Every preprocessing knob in PyCaret 4.0 is a constructor parameter on
the Experiment class. This page is the one-stop reference.
Common to every task#
These appear on ClassificationExperiment, RegressionExperiment,
ClusteringExperiment, AnomalyExperiment, and TimeSeriesExperiment:
| Parameter | Type | Default | Notes |
|---|---|---|---|
session_id | int | None | None | Random seed for splits, fold generators, and any randomized estimators. |
n_jobs | int | -1 | Parallelism for sklearn / pyod / sktime where supported. |
use_gpu | bool | False | When True, set gpu_param='force' on the model registry context — XGBoost / LightGBM / cuML pick it up. |
logger | BaseLogger | None | None | Inject your own logger to capture engine events. Defaults to NullLogger() (silent). |
log_experiment | bool | False | If True and logger=None, install a MemoryLogger that records events on experiment.events. |
verbose | bool | False | Reserved for future progress hooks. Currently a no-op. |
Supervised tasks (classification + regression)#
| Parameter | Type | Default | Notes |
|---|---|---|---|
target | str | required | Name of the target column. |
train_size | float | 0.7 | Proportion in the train split. The rest is the holdout. |
fold | int | 10 | CV folds (StratifiedKFold for clf, KFold for reg). |
fold_strategy | str | BaseCrossValidator | "stratifiedkfold" for clf, "kfold" for reg | Pass a sklearn cross-validator for full custom control. |
preprocess | bool | True | If False, skips imputation + encoding entirely. Use only for already-clean numeric data. |
normalize | bool | False | StandardScaler on numerics. |
transformation | bool | False | PowerTransformer (Yeo-Johnson) on numerics. |
remove_outliers | bool | False | IsolationForest filter on the train set. |
feature_selection | bool | False | SelectFromModel(median) using ExtraTrees. |
Clustering / anomaly#
| Parameter | Type | Default | Notes |
|---|---|---|---|
preprocess | bool | True | Same as supervised — gates the impute + encode chain. |
normalize | bool | False | Often a good idea for distance-based clusterers. |
transformation | bool | False | Yeo-Johnson on numerics. |
remove_outliers and feature_selection aren't supported yet on
unsupervised tasks.

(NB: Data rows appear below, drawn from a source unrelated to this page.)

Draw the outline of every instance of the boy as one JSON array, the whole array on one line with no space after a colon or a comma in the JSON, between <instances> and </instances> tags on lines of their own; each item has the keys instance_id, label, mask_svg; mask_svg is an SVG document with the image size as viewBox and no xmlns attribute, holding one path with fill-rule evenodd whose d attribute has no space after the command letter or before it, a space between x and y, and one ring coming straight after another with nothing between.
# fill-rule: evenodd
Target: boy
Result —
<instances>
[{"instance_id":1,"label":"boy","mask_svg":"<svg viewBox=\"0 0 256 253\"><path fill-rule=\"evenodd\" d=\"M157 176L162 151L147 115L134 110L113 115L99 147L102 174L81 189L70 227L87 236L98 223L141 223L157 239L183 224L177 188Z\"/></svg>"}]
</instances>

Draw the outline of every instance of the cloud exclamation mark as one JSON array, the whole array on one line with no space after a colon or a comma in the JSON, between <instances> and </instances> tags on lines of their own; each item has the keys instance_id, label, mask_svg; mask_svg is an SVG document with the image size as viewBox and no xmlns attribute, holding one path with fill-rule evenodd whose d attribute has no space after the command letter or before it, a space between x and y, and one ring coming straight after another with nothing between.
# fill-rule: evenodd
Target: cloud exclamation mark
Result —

If you set them post-init, the experiment falls
back to legacy behavior (which raises in 4.0).
Time-series#
| Parameter | Type | Default | Notes |
|---|---|---|---|
target | str | None | None | Optional for univariate Series input. |
fh | int | List[int] | ForecastingHorizon | 1 | Forecast horizon — number of periods to predict. |
seasonal_period | int | str | None | None (auto-detect) | Override the auto-detected seasonal period. |
fold | int | 3 | Number of CV folds. |
fold_strategy | "expanding" | "sliding" | splitter | "expanding" | sktime splitter or one of the strings. |
What was removed in 4.0#
If you were using these in 3.x, here's where they went:
| 3.x parameter | 4.0 |
|---|---|
numeric_imputation_value | Removed; imputation is mean / mode only. Pre-process if you need different values. |
categorical_imputation | Removed; mode-imputation is hardcoded. |
encoding_method | Removed; ordinal encoding is the only option. |
polynomial_features, polynomial_degree | Removed. |
group_features | Removed. |
ignore_features | Removed. Drop the column upstream. |
bin_numeric_features | Removed. |
combine_rare_levels | Removed. |
outliers_threshold | Hardcoded at 0.05 (no parameter yet). |
pca, pca_method, pca_components | Removed. Pre-process if needed. |
silent, verbose, html, experiment_custom_tags, log_plots, log_data, log_profile | Removed. The 4.0 logger replaces these. |
setup_kwargs (and any escape-hatch kwargs) | Raise ConfigurationError on fit(). |
If you need a removed parameter, open an issue — we'd rather bring it back as a first-class constructor parameter than offer a configuration escape hatch.